There is also a *.report file which gives you the statistics of the raw data and final assembly, including N50 for the raw reads, error corrected reads and assembly, as well as total length of the assembly.
Next, you will polish the assembly. PacBio has its own tool "arrow" for polishing genomes which are included in its GUI software package SMRT Link ( https://biohpc.cornell.edu/lab/userguide.aspx?a=software&i=442#c ) .
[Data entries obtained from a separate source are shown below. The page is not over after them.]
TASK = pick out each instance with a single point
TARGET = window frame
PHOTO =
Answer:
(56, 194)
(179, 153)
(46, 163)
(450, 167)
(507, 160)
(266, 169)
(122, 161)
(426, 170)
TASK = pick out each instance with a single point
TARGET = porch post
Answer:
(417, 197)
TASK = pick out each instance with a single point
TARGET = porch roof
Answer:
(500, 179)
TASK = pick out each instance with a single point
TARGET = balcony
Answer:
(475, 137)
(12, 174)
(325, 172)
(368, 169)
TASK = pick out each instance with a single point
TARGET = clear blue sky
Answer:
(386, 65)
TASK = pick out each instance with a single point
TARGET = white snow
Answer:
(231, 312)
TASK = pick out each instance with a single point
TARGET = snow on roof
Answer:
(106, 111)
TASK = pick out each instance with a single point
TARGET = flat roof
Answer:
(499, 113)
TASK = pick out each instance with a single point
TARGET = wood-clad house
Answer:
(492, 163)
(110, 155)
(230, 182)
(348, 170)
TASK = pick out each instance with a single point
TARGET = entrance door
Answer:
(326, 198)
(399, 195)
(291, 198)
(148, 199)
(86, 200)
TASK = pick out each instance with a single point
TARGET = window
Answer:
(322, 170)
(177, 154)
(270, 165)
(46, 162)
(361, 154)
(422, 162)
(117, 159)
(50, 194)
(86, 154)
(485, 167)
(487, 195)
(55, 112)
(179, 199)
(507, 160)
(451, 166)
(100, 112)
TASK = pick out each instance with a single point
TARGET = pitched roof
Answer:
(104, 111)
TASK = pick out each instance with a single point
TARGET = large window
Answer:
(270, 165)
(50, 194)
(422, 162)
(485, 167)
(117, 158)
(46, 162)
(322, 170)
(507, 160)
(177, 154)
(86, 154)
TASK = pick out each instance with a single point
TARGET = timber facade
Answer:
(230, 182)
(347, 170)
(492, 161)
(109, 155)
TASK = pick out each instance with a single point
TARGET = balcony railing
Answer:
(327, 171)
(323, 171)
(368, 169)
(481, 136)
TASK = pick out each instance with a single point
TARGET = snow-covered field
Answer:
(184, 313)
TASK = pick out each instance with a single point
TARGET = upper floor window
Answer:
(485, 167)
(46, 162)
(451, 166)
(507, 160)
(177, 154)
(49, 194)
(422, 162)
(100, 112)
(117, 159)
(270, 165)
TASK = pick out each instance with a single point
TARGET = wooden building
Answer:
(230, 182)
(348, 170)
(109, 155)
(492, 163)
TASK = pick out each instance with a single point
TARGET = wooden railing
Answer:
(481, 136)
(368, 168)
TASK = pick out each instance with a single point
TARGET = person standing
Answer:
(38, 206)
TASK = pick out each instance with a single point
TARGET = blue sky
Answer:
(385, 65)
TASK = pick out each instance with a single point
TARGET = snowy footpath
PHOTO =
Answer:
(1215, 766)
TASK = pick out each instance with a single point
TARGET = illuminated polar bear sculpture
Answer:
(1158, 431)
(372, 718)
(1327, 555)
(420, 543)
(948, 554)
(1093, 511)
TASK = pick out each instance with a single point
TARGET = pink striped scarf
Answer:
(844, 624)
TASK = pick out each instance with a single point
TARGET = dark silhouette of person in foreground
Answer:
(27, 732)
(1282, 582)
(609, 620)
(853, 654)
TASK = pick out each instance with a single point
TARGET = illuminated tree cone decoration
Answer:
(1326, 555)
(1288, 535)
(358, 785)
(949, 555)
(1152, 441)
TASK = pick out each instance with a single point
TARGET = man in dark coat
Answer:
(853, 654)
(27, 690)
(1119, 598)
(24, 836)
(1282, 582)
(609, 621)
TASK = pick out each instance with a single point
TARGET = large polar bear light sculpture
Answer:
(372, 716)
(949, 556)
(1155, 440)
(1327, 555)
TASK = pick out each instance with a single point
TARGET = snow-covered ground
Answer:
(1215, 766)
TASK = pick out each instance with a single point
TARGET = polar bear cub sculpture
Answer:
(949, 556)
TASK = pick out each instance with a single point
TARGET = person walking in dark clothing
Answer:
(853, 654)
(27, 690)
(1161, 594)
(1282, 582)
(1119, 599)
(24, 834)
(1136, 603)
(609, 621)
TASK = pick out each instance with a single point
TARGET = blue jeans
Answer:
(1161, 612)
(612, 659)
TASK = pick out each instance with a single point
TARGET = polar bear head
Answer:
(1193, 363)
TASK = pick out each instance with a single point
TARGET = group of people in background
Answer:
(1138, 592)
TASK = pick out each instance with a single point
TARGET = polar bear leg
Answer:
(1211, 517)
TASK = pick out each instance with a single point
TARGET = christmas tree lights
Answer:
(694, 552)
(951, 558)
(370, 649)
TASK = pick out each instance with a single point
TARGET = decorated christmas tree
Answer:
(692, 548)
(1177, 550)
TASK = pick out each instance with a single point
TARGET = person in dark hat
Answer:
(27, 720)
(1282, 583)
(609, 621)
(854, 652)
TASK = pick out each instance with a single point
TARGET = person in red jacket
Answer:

Here we will use Pilon to polish the genome. Pilon is primarily developed for polishing genomes with Illumina reads. Latest version of Pilon provides limited support for polishing with long reads. To do this, you will first run minimap2 to align the raw reads to the assembled genome:
/programs/minimap2-2.17/minimap2 -a ecoli/ecoli.contigs.fasta SRR10405213.fastq.gz | samtools view -b - > ecoli.bam
samtools sort -@ 6 -m 5G -T ./ -o ecoli.sorted.bam ecoli.bam
samtools index ecoli.sorted.bam
Now run pilon:
java -jar /programs/pilon-1.23/pilon-1.23.jar --genome ecoli/ecoli.contigs.fasta --pacbio ecoli.sorted.bam --output ecoli.pilon
A new polished fasta file "ecoli.pilon.fasta" will be created.